Spezifische Risiken der Künstlichen Intelligenz
Es gibt spezifische Risiken, die mit dem Einsatz von KI verbunden sind, die mit der Zunahme des Einsatzes generativer KI zu finanziellen Verlusten, Reputationsschäden und rechtlichen Sanktionen führen können.
Experimente der Mitarbeiter: Da generative KI jetzt weit verbreitet verfügbar ist, können Experimente der Mitarbeiter mit diesen Tools bestehende Risiken weiter erhöhen.
Unzuverlässige Ausgaben: Wie von OpenAI anerkannt, kann ChatGPT syntaktisch korrekte, aber semantisch falsche Sätze erzeugen oder fiktive Informationen erstellen. Dies kann das Risiko von anscheinend korrekten, aber falschen Aussagen und das Potenzial für den böswilligen Gebrauch falscher Informationen erhöhen, z. B. bei Belästigung, Verleumdung oder der Verbreitung von Falschinformationen und Fake News, was erhebliche Auswirkungen auf das Marktvertrauen haben kann.
Wissensbeschränkungen: Zum Zeitpunkt der Veröffentlichung war die Wissensdatenbank von ChatGPT im September 2021 aktualisiert, was bedeutet, dass sie nicht über neuere Entwicklungen informiert ist und das Risiko besteht, dass sie veraltete Informationen produziert.
Voreingenommenheit und Diskriminierung: Angesichts der Größe und Vielfalt der Datensätze, mit denen generative KI trainiert werden kann, und der Tatsache, dass sie Inhalte unabhängig erstellt, kann das Potenzial für Voreingenommenheit und Diskriminierung in den Ausgaben von generativer KI schwieriger zu managen sein als bei traditioneller KI.
Urheberrechtsverletzung: Die Verwendung von urheberrechtlich geschützten Trainingsdaten, das illegale Kopieren urheberrechtlich geschützter Werke für das Training und die Reproduktion wesentlicher Teile urheberrechtlich geschützter Werke in den Ausgaben können ein Potenzial für Urheberrechtsverletzungen darstellen.

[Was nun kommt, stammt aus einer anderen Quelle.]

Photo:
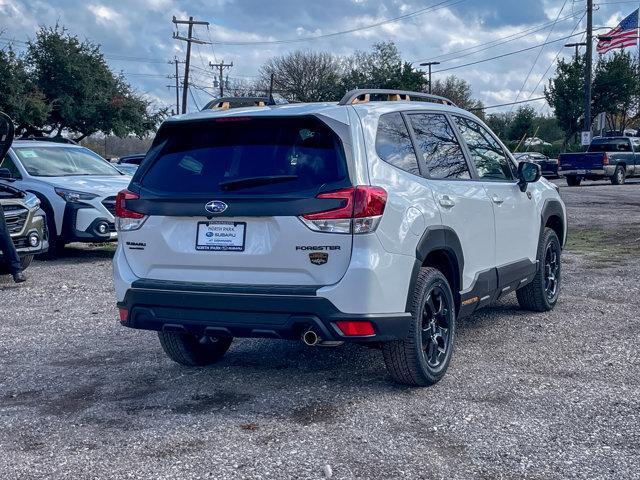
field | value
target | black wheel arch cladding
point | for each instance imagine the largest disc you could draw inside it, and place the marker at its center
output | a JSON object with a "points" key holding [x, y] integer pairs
{"points": [[553, 217], [440, 239]]}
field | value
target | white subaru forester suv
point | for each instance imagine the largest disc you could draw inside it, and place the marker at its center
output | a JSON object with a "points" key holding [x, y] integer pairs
{"points": [[381, 219]]}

Missbrauch persönlicher Daten: Es gibt schwierige Fragen, ob die Verwendung öffentlich zugänglicher Daten für die Ausbildung dieser Modelle legal ist und ob die von Large Language Models (LLM) generierten fiktiven Ausgaben mit dem Genauigkeitsprinzip der GDPR übereinstimmen. Ebenso kann die Erfüllung von Anfragen zur Blockierung oder Löschung von Daten durch Einzelpersonen technisch schwierig sein, wenn diese persönlichen Daten bereits in das Modell integriert sind.